CHARLOTTE – An ambitious and long-anticipated proposal to transform uptown’s First Ward from a maze of parking lots into a $700 million “urban village” is at last a go, developer Daniel Levine said.
The Mecklenburg Board of County Commissioners on Tuesday night unanimously approved amendments to a city-county agreement with Levine Properties to develop structured parking and a county park as part of the $84 million first phase of the 23-acre project.
“Woo-hoo!” Levine said the morning after the vote, and only hours after returning from a vacation cruise that took him to Turkey.
“Now that we’re approved at city and county levels, when the amendments are finalized and executed, we will pull (county building) permits. I’m going to stay away from naming a date. It is imminent, but it is also out of my control.”
In addition to waiting for the amendments to be finalized, Levine said the groundbreaking is also dependent on the completion of work by Duke Energy, Time Warner Cable and AT&T on the overhead utilities in First Ward, “which I understand is going to be by the end of the month.”
The vote by the county board came with a laugh, thanks to repartee between at large Commissioner Trevor Fuller, the chairman of the board, and District 3’s George Dunlap, both Democrats.
After Dunlap moved to approve the changes, Fuller gave the public-private project – which was originally negotiated and planned in 2009 – an eloquent endorsement.
And he urged Levine to hurry up.
“There is a great deal of interest in seeing this project come to fruition,” at-large Commissioner Fuller said.
“I think we’ll all be glad to see shovels in the ground and dirt moving. This is a really nice project and when finished will really transform that area of the center city and county.”
That’s when Dunlap, who had made the motion to approve, jumped in with a rejoinder: “Our vote is all that is standing in the way.”

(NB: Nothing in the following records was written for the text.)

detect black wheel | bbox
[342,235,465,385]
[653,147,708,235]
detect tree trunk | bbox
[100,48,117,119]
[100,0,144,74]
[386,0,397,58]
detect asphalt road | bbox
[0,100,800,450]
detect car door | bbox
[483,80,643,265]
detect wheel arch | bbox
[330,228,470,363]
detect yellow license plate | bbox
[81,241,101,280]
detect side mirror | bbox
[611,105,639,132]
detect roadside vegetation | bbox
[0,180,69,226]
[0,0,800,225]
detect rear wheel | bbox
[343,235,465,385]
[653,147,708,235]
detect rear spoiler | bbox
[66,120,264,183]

Fuller got the message, and two quick 9-0 votes later, the deal is all but codified and signed.
Part of the first vote by the commissioners replicated what the Charlotte City Council had approved eight nights earlier: modifications to an agreement giving Levine up to $23.7 million in property tax increment grants to develop 1,335 spaces of structured public parking.
The changes allow Levine to qualify for up to $16.7 million of the city-county economic development grants if the developer completes by July 1, 2016, the construction of a parking deck with 935 spaces.

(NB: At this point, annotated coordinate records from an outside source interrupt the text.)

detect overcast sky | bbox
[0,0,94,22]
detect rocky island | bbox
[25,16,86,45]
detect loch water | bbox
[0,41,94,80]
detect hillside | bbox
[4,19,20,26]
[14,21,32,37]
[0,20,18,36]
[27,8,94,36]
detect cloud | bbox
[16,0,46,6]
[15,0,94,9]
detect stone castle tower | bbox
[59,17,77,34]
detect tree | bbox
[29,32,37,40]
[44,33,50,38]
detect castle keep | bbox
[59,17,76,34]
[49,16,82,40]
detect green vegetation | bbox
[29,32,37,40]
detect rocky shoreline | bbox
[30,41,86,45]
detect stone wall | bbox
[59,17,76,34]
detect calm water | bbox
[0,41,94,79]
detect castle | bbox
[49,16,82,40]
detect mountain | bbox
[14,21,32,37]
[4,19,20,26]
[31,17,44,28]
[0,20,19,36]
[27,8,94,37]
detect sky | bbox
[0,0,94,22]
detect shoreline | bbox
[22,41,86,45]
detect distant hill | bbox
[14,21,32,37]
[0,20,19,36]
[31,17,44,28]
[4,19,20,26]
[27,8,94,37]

Levine would be eligible for the other $7 million of the grant only if he provides 400 more structured public parking spaces by Dec. 31, 2019.
Both Levine and city and county officials say that waiting until 2019 to release all $23.7 million was complicating Levine’s attempts to get private financing for the project, which also calls for an apartment building with 214 market-rate units and 50 workforce apartments and $5 million in street and utility improvements.
In addition to signing off on the City Council-approved changes, the county commissioners’ first vote on the project Tuesday also OK’d a few changes to the central component of the project, which does not involve city funding: a 3.2-acre county park that Levine will develop and then hand over the county.
Leslie Johnson, assistant county manager, told the commissioners that the changes involve making one part of the park, which will occupy almost an entire block, about 6,300 square feet bigger than originally planned; and making a second part of the park, which will be part of an adjacent block, about 6,038 square feet smaller.
The changes, Levine said, were necessitated after land-planners and engineers at Charlotte’s ColeJenest & Stone finalized their plans for the park’s development. Because of the difference Johnson said there is in the market price of land in the two blocks, the commissioners also agreed to give Levine an additional $83,470.
The second vote taken by the commissioners Tuesday authorized County Attorney Marvin Bethune to negotiate a liquidated damages clause that will be added to the agreement.
Although the clause – which Levine said “we agreed to reluctantly, but we agreed to” – has yet to be finalized, Levine said it would most likely involve a $1,000 per day penalty against the developer if the park is not delivered within a 60-grace period after the agreed-upon deadline, Dec. 31, 2015.
Levine said the project “couldn’t have happened without the unanimous support of city and county elective officials from the inception.” But he also bristled at criticism of the holdups in getting it started.
“If you read all the press around our deal, you’d think we were the only deal that was late getting started because of the recession,” Levine said. “Now we are getting ready to launch, and the effects it is going to have should be well worth the wait.”